I notice that Questrade is offering bonds to their clients. More interestingly, they have a comprehensive list of securities available with tentative pricing. This method of offering is a good step, although they probably will need to automate the transactions.
They claim to be offering it “commission-free”, but the commission is embedded in the bid-ask spread. For example, a Government of Canada bond maturing on December 1, 2011 (a year and a couple months away) is quoted at bid 1.28%, ask 1.26%. This is not bad when you consider that 1-year T-Bills have a yield of 1.23%.
One of the big differences between retail investing and institutional investing is that if you have $100 million lying around, you just can’t dump it all into Ally or some retail savings bank and get your 2%; with large quantities of cash, you have to pile them into government securities in order to get a risk-free return – in this case, locking away $100 million you can get about 1.23%, at least using end-of-September quotations. If you want 2% or higher, you have to go all the way out to December 2015 for Government of Canada debt (2.04% on the ask); if you are willing to settle for a province, Quebec has June 2014 issues for 2.06%.
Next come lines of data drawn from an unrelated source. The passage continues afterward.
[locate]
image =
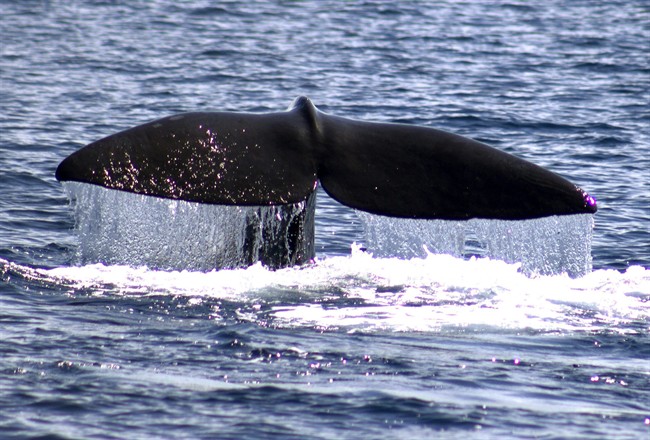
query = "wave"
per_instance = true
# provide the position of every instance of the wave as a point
(359, 292)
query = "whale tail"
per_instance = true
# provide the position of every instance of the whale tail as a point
(274, 159)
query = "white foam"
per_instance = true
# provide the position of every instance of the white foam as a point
(549, 245)
(359, 292)
(120, 228)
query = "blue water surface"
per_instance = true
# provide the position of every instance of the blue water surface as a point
(351, 346)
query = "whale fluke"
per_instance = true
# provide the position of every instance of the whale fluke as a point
(388, 169)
A retail investor does have the option of putting money risk-free into retail facilities, and thus this makes investing in government bonds quite useless since typically GIC rates (of up to 5 years of maturity) will be higher than prevailing government bond rates.
Corporate debt is another story – you can find higher yields there, but will have to take the appropriate amount of risk, and/or be willing to take debt with very long terms to achieve the desired yield. Most of the interesting issues are also exchange-traded, which alleviates the hassle of dealing with somebody over the telephone.
Finally, Interactive Brokers has a system that enables automated transactions on bonds, but it strongly depends on the corporate issue whether you will have any liquidity available.